Wednesday, June 28, 2006

Intimidation of the Press

the new co-operative

The leak is “treasonous” and The New York Times should be prosecuted under the 1917 Espionage Act, according to Rep. Peter King, chair of the House Homeland Security Committee. In his usual one-word way, “President” George W. Bush has called the disclosure simply “disgraceful”.

The government claims that keeping track of our banking activities is necessary for the “war on terror” (yawn). But watching bank transfers is not going to stop Ali, Ahmed and Muhammed from blowing up cars in Baghdad or themselves in New York.

The New York Times and other US papers broke the story last week: the Treasury Department has been subpoenaing information from SWIFT, the Society for Worldwide Interbank Financial Telecommunication, for years. Most international bank transfers go through the SWIFT system – in fact, about $6 trillion every day.

The administration says they only go into the SWIFT database when they have specific information about a suspected terrorist. Yes, of course, just like they are only monitoring overseas phone calls made by terrorists. And just how would you define “suspected terrorist” anyway?

Before The New York Times broke the story last week, Treasury Secretary John Snow had “invited” New York Times executive editor Bill Keller to his office to try to “talk him out of publishing” the story.
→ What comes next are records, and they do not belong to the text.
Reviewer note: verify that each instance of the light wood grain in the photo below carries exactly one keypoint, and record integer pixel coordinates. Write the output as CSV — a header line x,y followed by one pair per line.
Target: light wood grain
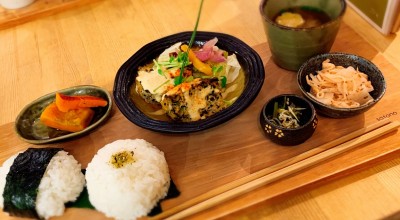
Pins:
x,y
86,45
281,170
40,8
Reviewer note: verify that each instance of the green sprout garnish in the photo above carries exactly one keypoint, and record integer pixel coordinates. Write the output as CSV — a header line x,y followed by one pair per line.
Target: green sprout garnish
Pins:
x,y
185,58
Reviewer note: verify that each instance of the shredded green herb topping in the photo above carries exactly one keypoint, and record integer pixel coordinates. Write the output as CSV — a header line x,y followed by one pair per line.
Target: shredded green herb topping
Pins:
x,y
287,115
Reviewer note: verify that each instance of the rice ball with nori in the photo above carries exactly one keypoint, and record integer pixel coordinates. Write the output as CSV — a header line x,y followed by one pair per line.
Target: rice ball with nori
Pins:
x,y
126,178
39,181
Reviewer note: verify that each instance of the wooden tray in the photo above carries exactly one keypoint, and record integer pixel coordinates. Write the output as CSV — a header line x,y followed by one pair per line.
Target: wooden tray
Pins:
x,y
205,160
40,8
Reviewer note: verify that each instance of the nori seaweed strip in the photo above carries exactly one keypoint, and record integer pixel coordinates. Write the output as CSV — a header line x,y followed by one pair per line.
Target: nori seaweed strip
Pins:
x,y
23,179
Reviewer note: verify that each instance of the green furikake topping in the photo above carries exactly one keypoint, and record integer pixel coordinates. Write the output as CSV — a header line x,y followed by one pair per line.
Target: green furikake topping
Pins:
x,y
121,159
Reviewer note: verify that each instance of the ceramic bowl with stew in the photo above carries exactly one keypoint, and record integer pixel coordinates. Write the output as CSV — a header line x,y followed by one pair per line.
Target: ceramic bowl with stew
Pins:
x,y
314,64
136,110
291,44
288,136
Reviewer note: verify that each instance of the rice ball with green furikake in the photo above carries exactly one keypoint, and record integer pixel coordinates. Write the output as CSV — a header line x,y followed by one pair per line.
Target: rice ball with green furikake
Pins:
x,y
38,182
126,178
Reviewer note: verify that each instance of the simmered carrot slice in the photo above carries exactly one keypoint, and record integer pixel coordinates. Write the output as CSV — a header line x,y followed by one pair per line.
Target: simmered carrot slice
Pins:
x,y
66,103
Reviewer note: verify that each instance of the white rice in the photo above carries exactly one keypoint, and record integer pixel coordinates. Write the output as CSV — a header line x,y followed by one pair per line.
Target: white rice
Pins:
x,y
62,182
130,191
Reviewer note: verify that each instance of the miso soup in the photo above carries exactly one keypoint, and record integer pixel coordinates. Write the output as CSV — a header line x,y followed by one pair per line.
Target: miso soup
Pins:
x,y
302,17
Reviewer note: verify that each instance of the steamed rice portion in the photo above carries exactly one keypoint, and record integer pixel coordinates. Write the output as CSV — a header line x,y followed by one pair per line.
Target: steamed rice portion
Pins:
x,y
132,187
62,182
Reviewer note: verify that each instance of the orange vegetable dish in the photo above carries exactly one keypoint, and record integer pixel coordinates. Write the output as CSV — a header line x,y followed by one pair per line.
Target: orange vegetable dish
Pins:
x,y
71,113
66,103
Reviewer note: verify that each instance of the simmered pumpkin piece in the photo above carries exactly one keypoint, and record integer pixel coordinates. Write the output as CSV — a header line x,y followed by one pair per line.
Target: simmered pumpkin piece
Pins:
x,y
73,120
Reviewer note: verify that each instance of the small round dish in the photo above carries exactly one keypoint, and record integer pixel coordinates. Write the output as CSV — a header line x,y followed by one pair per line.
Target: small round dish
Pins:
x,y
289,136
126,75
30,129
342,59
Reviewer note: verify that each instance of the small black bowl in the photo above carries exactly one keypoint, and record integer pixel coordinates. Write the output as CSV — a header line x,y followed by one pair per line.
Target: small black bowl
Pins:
x,y
289,136
314,64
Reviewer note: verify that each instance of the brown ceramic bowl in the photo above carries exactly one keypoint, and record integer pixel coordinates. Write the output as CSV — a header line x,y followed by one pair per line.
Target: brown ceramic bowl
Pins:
x,y
289,136
345,60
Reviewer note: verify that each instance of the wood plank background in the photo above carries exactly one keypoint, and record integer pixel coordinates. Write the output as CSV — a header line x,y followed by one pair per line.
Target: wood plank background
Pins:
x,y
86,46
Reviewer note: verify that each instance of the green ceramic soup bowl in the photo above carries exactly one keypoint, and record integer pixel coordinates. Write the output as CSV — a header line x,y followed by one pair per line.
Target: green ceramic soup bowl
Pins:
x,y
292,46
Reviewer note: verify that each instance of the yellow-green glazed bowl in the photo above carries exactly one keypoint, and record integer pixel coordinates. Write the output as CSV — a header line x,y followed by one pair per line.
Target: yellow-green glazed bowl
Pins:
x,y
291,47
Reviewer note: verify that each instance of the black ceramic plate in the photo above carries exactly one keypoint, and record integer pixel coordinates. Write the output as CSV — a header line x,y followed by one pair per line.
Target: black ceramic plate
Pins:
x,y
248,58
29,128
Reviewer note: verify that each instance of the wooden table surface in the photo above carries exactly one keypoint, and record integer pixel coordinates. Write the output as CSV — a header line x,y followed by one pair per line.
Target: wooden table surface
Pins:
x,y
87,45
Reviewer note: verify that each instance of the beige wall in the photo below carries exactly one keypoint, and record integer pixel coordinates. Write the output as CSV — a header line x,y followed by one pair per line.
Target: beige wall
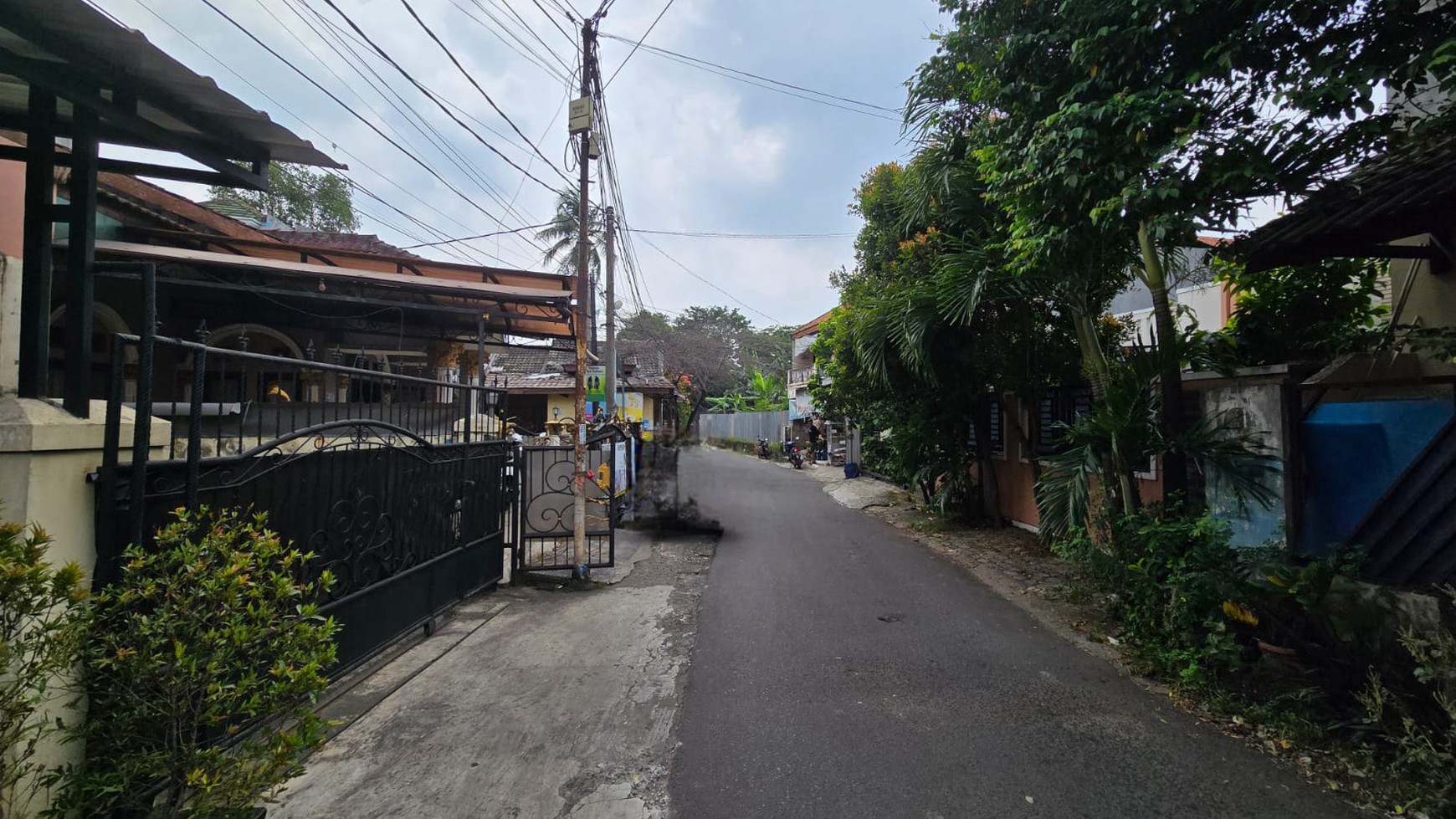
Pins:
x,y
12,206
1432,300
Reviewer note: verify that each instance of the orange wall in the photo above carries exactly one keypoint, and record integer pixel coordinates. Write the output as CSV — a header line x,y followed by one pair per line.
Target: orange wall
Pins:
x,y
12,206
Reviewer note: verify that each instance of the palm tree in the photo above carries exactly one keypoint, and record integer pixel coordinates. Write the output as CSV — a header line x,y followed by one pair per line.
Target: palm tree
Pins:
x,y
564,232
767,392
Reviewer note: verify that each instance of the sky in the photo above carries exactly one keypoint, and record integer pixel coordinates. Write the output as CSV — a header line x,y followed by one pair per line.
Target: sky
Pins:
x,y
695,150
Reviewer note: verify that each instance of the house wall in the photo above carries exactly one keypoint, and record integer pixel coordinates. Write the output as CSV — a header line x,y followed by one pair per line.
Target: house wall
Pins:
x,y
1251,407
1432,299
1017,480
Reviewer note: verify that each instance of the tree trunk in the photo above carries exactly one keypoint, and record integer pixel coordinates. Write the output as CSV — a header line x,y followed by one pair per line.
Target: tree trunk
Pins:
x,y
1176,466
1094,361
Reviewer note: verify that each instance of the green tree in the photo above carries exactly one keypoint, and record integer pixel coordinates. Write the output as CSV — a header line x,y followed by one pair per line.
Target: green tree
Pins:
x,y
564,234
300,197
932,329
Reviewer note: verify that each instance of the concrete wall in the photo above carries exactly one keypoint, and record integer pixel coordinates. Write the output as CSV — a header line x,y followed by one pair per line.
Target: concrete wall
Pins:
x,y
12,206
743,427
1430,300
45,457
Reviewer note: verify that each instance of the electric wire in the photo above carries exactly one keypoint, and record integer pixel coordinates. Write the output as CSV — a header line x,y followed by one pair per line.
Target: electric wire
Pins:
x,y
346,151
474,83
428,94
638,44
356,114
381,86
531,31
757,80
716,234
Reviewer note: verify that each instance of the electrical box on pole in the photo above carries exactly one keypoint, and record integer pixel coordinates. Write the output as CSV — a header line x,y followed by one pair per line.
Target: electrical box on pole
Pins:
x,y
580,115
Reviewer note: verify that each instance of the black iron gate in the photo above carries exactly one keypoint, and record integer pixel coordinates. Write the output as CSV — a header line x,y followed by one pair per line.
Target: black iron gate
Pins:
x,y
403,501
543,527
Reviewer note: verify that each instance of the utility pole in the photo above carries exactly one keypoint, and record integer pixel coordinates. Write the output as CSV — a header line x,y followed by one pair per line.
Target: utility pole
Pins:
x,y
582,315
612,313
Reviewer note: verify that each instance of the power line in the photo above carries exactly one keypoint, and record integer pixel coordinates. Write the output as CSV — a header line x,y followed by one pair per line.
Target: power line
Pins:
x,y
689,271
356,159
715,234
520,47
381,86
356,114
531,31
478,236
554,22
428,94
470,78
757,80
638,44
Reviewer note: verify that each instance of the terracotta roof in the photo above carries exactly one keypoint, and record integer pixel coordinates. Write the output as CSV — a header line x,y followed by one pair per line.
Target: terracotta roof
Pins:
x,y
352,242
812,326
1410,191
543,368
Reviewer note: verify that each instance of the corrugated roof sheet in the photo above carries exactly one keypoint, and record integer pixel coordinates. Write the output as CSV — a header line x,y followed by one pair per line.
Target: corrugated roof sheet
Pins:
x,y
1408,191
352,242
69,38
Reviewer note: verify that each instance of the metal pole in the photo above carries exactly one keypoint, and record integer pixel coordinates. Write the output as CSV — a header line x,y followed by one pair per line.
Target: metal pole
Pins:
x,y
80,255
35,274
582,329
612,315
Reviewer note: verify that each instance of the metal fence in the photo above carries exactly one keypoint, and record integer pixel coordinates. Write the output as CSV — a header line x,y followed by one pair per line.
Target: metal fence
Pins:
x,y
397,484
743,427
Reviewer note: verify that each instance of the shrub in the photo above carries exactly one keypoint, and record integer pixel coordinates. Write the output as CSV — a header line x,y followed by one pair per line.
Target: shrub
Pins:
x,y
206,661
1417,724
43,626
1168,576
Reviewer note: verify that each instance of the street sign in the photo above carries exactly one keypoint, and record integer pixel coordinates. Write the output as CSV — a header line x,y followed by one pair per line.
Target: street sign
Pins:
x,y
596,383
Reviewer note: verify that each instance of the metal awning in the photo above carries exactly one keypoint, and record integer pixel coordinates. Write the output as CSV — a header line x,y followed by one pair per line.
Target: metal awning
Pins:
x,y
70,72
539,311
140,95
1404,194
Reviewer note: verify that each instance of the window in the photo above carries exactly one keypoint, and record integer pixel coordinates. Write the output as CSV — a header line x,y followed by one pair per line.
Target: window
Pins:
x,y
997,429
1062,405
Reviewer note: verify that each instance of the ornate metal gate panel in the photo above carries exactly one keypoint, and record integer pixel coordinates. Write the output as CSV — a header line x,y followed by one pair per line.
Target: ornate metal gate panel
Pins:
x,y
546,498
407,508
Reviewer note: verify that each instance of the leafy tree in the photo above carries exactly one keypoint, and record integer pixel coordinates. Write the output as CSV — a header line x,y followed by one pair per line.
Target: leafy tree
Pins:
x,y
1111,128
931,328
302,197
1306,313
564,234
767,392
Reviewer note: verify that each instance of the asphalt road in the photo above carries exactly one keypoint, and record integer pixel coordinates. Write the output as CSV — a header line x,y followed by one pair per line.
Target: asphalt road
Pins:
x,y
843,673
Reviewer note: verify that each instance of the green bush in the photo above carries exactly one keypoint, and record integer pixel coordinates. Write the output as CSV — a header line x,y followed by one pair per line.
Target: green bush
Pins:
x,y
1168,576
206,661
43,626
1417,724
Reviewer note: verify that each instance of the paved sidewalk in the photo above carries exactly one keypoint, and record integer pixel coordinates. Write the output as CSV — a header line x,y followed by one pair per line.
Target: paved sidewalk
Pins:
x,y
562,704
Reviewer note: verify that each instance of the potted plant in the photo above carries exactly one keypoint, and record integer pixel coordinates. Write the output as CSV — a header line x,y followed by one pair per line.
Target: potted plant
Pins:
x,y
206,661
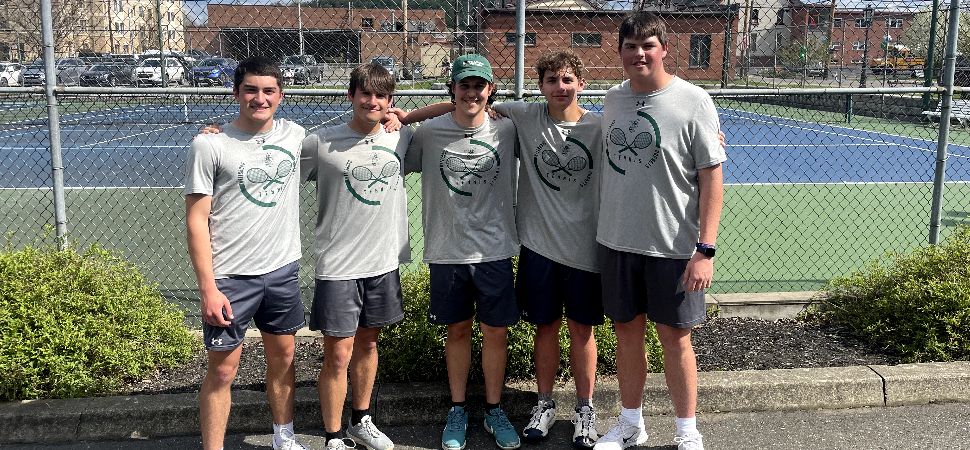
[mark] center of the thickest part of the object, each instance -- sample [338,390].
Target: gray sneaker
[341,444]
[369,436]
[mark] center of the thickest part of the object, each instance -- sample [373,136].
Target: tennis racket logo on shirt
[571,165]
[370,175]
[363,173]
[623,153]
[263,178]
[470,166]
[259,175]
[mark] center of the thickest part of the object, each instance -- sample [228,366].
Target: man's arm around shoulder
[213,304]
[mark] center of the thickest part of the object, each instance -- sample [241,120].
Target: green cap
[471,66]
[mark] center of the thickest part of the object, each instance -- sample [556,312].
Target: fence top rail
[76,90]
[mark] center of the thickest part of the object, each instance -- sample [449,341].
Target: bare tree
[24,18]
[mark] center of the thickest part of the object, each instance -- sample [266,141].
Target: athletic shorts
[342,306]
[271,300]
[544,287]
[461,291]
[635,284]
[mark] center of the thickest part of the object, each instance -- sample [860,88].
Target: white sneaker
[624,434]
[341,444]
[286,440]
[690,442]
[584,431]
[543,416]
[367,434]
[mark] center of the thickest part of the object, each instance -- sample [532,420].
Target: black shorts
[635,284]
[271,300]
[544,287]
[341,306]
[458,290]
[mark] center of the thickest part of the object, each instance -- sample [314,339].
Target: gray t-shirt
[655,143]
[467,178]
[362,228]
[557,204]
[254,181]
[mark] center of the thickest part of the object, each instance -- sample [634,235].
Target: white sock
[632,415]
[277,429]
[686,427]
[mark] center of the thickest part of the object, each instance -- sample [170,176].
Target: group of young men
[613,214]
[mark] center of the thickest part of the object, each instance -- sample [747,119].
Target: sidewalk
[400,404]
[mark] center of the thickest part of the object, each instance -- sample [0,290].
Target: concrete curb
[118,418]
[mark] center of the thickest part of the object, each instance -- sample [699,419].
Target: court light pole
[866,22]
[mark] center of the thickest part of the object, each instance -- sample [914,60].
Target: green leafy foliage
[916,304]
[75,324]
[413,350]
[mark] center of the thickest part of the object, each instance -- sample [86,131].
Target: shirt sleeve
[200,167]
[308,157]
[412,158]
[705,145]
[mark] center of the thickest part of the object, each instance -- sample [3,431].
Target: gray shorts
[342,306]
[271,300]
[458,290]
[635,284]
Snow has since claimed that letting the terrorists know that we are watching their money has put lives at risk.

Eric Lichtblau, one of the reporters who wrote the New York Times story, disputes Snow’s allegation. “This is not giving away information that is tangibly helping terrorists know what they don't already know.”

And that is the bottom line. The terrorists already knew they were being watched. The only people who may not have been aware of the bank spying were us, the American people.

VP Dick “Dickhead” Cheney thinks it is “a disgrace” that The New York Times won a Pulitzer Prize for reporting on the government’s domestic telephone surveillance programme. But Cheney has it completely the wrong way.

The New York Times and other papers have done us a great service by not allowing the government to intimidate them, and by telling us what we have every right to know. They deserve more awards.

1 comment:

Anonymous said...

yes they do deserve more awards
i am glad the press is not bowing to them.